The fatal assault in San Francisco on a defenseless elderly Thai man was the latest terrifying episode for Asian-Americans. Many of whom have endured racist taunts, rants and worse during the covid-19 pandemic.
Weary of being cooped inside during the pandemic, Vicha Ratanapakdee was impatient for his regular morning walk. He washed his face, put on a baseball cap and face mask and told his wife he would have the coffee she had prepared for him when he returned. Then, on a brisk and misty Northern California winter morning last month, he stepped outside.
About an hour later, Mr. Vicha, an 84-year-old retired auditor from Thailand, was violently slammed to the ground by a man who charged into him at full speed. It was the type of forceful body blow that might have knocked unconscious a young football player in full protective pads. For Mr. Vicha, who stood 5 feet 6 inches and weighed 113 pounds, the attack was fatal. He died of a brain hemorrhage in a San Francisco hospital two days later.
Captured on a neighbor’s security camera, the video of the attack was watched with horror around the world. Among Asian-Americans, many of whom have endured racist taunts, rants and worse during the coronavirus pandemic, the killing of a defenseless older man became a rallying cry the New York Times reports.
Mr. Vicha’s family described his killing as racially motivated, and it spurred a campaign to raise awareness by many prominent Asian-Americans, who used the online hashtags #JusticeForVicha and #StopAsianHate.
19 year-old arrested for attack
“The killing of Vicha was so plain as day,” said Will Lex Ham, a New York-based actor, who after watching the video flew from New York to San Francisco to help lead protests and safety patrols in Asian neighborhoods. “There was no longer any way to ignore the violence that was happening to people who look like us.”
Antoine Watson, a 19-year-old resident of neighboring Daly City, was arrested two days after the attack and charged with murder and elder abuse. He has pleaded not guilty but his lawyer admits that his client had an “outburst of rage.”
Chesa Boudin, the San Francisco district attorney, says Mr. Vicha’s death was heinous. But he says there is no evidence to suggest it was motivated by racial animus.
Still, at a time when demands for racial justice have rocked a demographically evolving nation, the killing of Mr. Vicha was notable for the galvanizing anger it brought to a diverse group that encompasses people of Chinese, Japanese, Korean, South Asian and Southeast Asian heritage. The killing of a Thai man in America has given voice to a united community under the umbrella of an Asian-American identity.
In the weeks since it happened, Mr. Vicha’s death has become a symbol for the vulnerability that many in the Asian-American community feel in this moment.
For his family, the death has been devastating both in California and abroad.
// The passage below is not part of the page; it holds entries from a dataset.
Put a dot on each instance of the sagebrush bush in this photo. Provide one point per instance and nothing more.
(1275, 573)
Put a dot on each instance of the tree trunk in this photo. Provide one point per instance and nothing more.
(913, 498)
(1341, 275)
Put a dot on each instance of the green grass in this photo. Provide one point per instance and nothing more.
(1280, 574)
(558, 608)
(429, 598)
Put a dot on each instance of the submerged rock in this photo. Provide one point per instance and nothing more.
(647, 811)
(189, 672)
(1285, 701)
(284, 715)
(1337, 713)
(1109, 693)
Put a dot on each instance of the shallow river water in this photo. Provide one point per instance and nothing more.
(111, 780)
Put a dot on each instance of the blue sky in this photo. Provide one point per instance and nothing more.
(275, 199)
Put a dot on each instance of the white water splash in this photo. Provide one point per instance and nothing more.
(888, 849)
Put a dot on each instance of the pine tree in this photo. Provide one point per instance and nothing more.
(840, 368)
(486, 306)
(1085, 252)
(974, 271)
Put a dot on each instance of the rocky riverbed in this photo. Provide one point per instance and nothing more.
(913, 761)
In Thailand, the killing was front-page news and described as barbaric, a life cut short in a family where siblings typically live into their late 90s, relatives say.
Since his retirement in 1996 from Kasikornbank, one of Thailand’s largest financial institutions, Mr. Vicha had traveled between San Francisco, where his eldest daughter lives, and Thailand, where his youngest does.
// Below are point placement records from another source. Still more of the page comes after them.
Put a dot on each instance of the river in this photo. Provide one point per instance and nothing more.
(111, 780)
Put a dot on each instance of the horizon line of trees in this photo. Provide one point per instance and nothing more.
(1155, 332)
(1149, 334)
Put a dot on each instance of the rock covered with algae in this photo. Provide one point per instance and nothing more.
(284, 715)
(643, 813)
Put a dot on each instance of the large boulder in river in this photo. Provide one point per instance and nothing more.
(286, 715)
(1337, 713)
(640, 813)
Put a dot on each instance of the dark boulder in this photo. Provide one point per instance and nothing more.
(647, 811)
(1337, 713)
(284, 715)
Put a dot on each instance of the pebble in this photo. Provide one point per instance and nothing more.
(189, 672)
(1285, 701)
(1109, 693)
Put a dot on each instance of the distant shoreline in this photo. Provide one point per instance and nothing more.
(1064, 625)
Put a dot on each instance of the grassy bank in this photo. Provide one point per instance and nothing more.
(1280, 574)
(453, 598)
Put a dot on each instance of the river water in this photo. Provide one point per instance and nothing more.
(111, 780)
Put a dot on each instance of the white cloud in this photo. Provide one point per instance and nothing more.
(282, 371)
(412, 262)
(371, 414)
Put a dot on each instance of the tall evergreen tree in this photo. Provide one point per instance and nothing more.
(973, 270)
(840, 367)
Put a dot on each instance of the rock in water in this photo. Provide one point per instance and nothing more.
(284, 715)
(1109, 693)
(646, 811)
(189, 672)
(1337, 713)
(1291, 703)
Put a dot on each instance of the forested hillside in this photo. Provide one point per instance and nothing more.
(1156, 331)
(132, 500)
For months Mr. Vicha had been pining to return to Thailand but was unable to because of the pandemic. He disliked the chilly and wet San Francisco winter and missed his favorite southern Thai dishes and his extended family and friends.
His brother, Surachai Ratanapakdee, 89, now the only surviving sibling of eight children, remembered Mr. Vicha as studious and curious about the world outside the rice paddies, watermelon fields and orchards of the family farm.
“Vicha was one of only a few people in the village who spoke English well,” Mr. Surachai said.
Mr. Vicha went on to study at Thammasat University in Bangkok, one of the country’s most prestigious institutions.
His older daughter, Monthanus, described her father as a devoted Buddhist. She remains puzzled why on the morning of the attack he left without his Buddhist amulet, a talisman of protection that he always wore around his neck.
When Ms. Monthanus expressed her desire to go to graduate school two decades ago, Mr. Vicha supported her decision to enroll in business school at the University of California, Berkeley. After her graduation, when Ms. Monthanus married and decided to stay in San Francisco, Mr. Vicha and his wife came to help raise their grandchildren.